After Arafat?

Junio 2005

  Saul Landau

After Arafat?
Saul Landau and Farrah Hassen
Progreso Weekly, 18 November 2004

While a comatose Yasser Arafat lay in his Paris hospital bed right until
his
November 11 death, the media raised symbolic questions, unrelated to the
central issues. Would Israel allow Arafat to be buried in the Haram
al-Sharif mosque in Jerusalem's old city? Or would they force his remains
to
lie in Gaza? Would Washington push for a compromise so that Arafat's
remains
could lie in Ramallah on the West Bank? Outside his guarded hospital room,
other PLO "leaders" debated the political implications of his burial site.

Israeli Prime Minister Ariel Sharon vetoed Jerusalem, emphasizing Israel's
claim of exclusive ownership of the old city - another slap in the now dead
Arafat's face. Sharon would hardly concede symbolic status by allowing his
rival to be buried there. "Jerusalem is a city where Jews bury their kings.
It's not a city where we want to bury an Arab terrorist, a mass murderer,"
spat Israel's Justice Minister, Yosef "Tommy" Lapid. Although Western media
portray him in those pejorative terms, Arafat was a serious historical
figure, whose death will usher in unpredictable changes in the turbulent
history of Palestine and Israel.

But before a patient dies, the doctors should ask: who made him sick?
Although hospital authorities denied the theory, some knowledgeable
insiders
-who asked for anonymity - speculated that the PLO equivalents of Brutus
and Cassius poisoned Arafat (their puny version of Caesar) to grab not only
his ambiguous political power but his reputed large fortune as well (Some
newspapers estimated his wealth at $10 billion, $100,000 a month of which
"sustained" his wife, Suha, in her Paris hotel). She fought with some PLO
over who had the authority to pull the switch on his life support system.

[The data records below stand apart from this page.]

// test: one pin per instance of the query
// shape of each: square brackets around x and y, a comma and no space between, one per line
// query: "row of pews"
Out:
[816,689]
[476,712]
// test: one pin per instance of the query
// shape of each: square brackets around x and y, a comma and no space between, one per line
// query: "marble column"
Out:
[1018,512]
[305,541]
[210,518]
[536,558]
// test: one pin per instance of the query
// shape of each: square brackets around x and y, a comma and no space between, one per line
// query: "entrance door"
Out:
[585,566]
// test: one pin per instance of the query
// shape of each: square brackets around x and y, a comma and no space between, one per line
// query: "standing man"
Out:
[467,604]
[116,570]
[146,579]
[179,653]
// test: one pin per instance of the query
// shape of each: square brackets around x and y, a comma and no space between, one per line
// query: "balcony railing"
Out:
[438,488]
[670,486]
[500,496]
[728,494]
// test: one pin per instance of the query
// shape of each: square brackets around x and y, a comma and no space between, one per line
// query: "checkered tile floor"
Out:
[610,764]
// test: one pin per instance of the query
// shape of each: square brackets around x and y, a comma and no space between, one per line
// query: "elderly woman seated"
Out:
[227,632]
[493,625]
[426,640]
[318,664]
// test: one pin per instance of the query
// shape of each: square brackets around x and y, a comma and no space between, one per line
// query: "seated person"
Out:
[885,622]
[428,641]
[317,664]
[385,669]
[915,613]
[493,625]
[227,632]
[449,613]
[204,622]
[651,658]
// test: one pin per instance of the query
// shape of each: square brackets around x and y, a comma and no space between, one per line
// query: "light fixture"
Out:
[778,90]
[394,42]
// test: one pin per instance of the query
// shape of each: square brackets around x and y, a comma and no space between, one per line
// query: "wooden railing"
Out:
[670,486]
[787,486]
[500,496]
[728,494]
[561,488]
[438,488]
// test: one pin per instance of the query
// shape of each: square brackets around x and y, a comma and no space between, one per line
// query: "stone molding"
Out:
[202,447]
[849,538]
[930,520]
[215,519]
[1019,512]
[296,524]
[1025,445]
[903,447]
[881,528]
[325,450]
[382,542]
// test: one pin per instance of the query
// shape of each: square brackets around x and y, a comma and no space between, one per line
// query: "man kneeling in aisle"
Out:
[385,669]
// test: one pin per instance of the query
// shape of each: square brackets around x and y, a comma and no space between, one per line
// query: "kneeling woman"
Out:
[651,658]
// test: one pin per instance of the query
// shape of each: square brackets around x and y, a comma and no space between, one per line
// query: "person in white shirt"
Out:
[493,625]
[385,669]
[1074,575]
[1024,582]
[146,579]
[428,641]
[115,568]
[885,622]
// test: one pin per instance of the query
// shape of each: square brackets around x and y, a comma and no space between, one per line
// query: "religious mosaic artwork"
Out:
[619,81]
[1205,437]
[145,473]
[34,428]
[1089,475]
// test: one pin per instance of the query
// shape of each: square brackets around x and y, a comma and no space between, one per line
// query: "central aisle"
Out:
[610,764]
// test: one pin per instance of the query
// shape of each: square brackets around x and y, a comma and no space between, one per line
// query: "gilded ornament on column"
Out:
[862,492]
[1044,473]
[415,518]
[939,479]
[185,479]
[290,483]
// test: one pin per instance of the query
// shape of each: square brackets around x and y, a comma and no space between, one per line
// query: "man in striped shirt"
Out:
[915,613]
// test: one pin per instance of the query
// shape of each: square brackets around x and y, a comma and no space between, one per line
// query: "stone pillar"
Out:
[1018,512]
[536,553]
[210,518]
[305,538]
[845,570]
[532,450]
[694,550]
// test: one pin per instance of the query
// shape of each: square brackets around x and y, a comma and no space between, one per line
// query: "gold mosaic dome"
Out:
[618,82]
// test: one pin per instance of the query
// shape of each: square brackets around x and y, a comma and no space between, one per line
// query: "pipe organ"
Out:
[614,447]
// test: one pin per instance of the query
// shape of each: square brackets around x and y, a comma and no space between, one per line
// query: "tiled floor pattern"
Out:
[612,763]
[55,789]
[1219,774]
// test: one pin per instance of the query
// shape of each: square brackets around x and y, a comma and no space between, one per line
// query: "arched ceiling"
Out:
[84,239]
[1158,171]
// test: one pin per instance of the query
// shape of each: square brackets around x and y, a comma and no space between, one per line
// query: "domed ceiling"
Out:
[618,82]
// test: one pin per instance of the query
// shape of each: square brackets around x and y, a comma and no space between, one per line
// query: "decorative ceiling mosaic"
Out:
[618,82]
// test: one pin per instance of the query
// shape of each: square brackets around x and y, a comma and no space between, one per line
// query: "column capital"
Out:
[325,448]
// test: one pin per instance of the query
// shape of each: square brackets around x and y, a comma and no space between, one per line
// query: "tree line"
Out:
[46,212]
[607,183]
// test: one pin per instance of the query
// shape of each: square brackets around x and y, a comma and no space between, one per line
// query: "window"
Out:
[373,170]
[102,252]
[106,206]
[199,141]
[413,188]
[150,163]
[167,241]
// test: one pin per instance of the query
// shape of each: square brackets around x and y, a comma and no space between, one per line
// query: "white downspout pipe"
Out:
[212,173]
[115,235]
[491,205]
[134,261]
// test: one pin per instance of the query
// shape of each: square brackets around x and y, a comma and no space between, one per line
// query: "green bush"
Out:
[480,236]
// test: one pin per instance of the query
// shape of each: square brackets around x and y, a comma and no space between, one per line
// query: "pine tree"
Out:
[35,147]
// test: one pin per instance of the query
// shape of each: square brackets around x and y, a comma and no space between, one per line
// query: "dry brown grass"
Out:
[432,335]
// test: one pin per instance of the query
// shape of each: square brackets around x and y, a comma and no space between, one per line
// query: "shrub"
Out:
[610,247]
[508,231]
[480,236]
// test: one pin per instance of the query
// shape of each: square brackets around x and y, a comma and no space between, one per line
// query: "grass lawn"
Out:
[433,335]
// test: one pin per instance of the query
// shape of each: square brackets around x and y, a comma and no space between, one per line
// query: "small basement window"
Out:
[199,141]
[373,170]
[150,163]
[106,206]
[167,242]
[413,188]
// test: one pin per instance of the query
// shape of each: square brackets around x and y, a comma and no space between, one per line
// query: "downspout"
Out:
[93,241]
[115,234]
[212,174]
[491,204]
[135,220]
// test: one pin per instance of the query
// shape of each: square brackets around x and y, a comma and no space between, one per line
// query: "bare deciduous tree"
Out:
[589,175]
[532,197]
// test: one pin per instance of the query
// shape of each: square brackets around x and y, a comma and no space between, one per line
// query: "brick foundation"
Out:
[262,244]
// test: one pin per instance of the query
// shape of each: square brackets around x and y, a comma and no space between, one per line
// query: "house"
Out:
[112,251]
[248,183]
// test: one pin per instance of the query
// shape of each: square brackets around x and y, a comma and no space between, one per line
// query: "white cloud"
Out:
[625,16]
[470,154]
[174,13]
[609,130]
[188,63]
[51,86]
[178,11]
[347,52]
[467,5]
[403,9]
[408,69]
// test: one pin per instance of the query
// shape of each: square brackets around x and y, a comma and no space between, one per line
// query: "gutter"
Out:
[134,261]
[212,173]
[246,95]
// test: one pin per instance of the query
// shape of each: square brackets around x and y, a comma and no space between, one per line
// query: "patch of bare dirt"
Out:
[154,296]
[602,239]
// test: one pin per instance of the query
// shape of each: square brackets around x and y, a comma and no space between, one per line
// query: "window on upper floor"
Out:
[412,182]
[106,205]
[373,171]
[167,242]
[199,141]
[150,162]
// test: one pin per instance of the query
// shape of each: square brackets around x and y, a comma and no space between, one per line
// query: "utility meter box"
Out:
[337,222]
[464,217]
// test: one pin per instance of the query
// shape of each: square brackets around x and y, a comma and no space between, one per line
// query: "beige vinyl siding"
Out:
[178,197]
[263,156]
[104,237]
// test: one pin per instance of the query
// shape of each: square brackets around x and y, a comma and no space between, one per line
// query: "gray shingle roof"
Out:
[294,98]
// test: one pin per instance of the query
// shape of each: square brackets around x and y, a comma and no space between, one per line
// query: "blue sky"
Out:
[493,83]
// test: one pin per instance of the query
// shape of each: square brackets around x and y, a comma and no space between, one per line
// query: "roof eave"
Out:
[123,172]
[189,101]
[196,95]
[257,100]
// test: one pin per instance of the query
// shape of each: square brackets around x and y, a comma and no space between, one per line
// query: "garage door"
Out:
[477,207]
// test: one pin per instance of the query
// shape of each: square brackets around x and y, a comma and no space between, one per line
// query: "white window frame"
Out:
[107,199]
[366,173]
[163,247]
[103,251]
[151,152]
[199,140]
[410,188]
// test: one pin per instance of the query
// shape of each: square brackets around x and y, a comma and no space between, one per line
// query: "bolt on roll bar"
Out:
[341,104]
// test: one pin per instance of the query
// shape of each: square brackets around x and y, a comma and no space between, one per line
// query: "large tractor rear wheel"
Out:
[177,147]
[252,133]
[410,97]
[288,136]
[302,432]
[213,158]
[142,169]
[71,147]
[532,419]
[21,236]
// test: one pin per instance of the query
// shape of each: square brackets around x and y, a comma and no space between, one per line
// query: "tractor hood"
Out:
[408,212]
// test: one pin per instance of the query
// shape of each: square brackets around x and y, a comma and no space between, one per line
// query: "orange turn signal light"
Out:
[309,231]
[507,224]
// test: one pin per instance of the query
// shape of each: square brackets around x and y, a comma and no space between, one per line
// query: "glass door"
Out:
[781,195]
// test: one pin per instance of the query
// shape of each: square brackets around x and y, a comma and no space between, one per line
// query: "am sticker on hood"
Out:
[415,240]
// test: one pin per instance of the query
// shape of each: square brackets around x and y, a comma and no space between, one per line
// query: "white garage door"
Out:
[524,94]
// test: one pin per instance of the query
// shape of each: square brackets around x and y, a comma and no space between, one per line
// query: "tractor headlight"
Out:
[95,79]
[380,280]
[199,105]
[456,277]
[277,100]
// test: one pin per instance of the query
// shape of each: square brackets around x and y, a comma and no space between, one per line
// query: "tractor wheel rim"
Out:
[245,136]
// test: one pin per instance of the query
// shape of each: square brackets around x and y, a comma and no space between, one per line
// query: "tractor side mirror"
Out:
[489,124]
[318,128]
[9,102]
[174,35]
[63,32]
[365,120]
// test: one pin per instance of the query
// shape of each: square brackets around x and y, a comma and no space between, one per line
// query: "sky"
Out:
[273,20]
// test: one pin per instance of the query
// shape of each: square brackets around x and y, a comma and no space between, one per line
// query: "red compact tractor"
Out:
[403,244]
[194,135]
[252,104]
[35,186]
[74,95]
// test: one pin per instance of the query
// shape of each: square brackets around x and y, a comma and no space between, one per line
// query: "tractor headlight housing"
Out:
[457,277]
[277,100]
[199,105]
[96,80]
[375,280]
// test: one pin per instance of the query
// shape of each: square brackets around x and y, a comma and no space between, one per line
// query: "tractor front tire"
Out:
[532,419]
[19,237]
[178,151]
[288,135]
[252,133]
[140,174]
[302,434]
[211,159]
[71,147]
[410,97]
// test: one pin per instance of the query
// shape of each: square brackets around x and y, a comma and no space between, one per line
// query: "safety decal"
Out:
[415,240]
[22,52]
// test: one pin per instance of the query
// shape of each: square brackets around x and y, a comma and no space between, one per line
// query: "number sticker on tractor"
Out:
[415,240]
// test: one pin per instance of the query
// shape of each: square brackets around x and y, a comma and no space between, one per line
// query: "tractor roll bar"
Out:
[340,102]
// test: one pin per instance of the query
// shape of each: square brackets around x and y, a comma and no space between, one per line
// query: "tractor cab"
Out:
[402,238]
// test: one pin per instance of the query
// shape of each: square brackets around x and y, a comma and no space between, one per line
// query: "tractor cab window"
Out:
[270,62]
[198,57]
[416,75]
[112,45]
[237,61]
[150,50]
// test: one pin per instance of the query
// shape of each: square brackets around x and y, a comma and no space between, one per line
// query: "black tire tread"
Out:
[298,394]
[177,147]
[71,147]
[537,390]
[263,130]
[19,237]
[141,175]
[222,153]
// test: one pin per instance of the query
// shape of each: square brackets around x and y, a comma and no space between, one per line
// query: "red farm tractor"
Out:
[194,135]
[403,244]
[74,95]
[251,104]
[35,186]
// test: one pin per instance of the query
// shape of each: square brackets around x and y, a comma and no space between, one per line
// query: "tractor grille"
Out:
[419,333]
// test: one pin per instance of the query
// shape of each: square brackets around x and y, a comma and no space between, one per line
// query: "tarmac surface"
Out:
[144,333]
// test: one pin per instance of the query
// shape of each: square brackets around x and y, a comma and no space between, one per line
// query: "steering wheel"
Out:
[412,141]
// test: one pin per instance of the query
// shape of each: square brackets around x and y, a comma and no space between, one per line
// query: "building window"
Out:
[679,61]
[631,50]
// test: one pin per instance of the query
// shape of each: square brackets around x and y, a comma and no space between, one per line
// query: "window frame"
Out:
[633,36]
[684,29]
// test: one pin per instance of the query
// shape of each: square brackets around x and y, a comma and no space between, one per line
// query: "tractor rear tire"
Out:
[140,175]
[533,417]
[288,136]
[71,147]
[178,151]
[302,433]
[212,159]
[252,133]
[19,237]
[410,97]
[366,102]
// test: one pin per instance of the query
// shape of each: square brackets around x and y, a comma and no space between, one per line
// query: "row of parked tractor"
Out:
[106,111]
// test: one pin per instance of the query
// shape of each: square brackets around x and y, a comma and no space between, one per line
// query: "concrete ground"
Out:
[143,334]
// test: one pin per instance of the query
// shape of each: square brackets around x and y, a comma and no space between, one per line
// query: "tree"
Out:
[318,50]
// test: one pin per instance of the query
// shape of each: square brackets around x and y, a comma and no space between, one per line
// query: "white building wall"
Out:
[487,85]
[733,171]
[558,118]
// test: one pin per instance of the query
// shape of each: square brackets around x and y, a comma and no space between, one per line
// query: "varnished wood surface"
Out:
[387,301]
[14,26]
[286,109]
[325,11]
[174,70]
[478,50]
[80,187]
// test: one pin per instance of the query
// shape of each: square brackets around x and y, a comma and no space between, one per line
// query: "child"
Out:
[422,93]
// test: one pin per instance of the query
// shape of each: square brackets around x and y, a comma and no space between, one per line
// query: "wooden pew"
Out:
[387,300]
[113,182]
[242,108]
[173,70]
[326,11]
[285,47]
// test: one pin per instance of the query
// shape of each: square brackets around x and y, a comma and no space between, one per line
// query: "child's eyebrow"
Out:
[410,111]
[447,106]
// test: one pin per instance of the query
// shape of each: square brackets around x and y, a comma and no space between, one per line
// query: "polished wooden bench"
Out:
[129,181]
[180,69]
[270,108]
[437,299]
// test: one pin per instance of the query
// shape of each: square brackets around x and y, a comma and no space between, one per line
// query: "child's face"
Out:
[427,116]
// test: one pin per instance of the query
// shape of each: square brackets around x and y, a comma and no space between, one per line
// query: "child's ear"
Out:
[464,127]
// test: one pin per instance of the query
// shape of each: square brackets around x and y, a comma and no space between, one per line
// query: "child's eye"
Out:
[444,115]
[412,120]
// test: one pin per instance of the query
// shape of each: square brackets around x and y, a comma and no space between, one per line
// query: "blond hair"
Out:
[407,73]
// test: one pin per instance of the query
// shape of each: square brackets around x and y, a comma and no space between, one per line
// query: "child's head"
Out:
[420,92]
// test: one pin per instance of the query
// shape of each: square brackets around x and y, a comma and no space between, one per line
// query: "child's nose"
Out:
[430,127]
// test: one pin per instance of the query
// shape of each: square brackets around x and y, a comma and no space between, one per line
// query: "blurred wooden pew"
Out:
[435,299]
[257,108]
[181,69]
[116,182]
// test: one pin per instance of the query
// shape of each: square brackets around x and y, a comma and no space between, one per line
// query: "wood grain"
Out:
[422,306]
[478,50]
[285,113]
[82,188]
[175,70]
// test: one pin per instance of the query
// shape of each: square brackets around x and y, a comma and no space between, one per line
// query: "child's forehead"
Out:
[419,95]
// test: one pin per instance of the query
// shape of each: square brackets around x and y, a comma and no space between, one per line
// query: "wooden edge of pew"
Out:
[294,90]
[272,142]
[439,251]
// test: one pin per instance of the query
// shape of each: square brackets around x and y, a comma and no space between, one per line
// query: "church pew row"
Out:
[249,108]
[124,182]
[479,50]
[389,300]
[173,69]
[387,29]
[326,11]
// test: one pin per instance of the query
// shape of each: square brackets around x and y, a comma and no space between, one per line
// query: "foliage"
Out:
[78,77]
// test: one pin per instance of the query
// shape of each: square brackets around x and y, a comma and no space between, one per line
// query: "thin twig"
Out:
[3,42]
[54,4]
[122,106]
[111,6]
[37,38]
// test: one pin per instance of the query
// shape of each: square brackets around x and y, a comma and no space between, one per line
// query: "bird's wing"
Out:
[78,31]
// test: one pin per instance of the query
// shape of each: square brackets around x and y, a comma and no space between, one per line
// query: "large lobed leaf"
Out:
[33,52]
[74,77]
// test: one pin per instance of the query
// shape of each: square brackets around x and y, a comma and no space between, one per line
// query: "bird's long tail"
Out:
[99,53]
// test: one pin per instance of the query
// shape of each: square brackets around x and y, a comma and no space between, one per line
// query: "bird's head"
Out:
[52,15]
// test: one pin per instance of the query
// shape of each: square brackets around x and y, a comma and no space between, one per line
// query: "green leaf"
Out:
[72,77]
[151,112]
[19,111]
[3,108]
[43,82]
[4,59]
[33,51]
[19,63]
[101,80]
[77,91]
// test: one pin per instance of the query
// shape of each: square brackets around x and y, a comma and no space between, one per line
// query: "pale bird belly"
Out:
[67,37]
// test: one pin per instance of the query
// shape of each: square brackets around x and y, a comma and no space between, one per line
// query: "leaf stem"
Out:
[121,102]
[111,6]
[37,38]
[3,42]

Arafat's death might actually open the door to political possibilities for
Palestinians that were vitiated by his leadership. As a politician, for
forty years he inconclusively struggled with Israel, the West, and other
Arab states while simultaneously manipulating to maintain control
internally.

Arafat did not address the succession question adequately, perhaps for the
better. A new crop of Palestinian leadership without ties to the aging PLO
bureaucrats might well emerge from the grassroots. But those who judged
Arafat also share the blame for the Middle East morass. As the West has
done
with all of its former colonies after exploiting and oppressing for
centuries, it places the onus for all "mistakes" in development or corrupt
government on the occupied people themselves. The Palestinians thus bear
the
responsibility for removing "obstacles to peace," which Washington and Tel
Aviv define. The media pose the issue as if the Palestinian were one simply
and irresponsible entity.

This framing of the issue begs a key question: who did Arafat actually
represent? Although Palestinians elected him President in 1996, Arafat owed
a decades-long debt to a small group of rich businessmen whose interests
did
not reflect those of the impoverished majority.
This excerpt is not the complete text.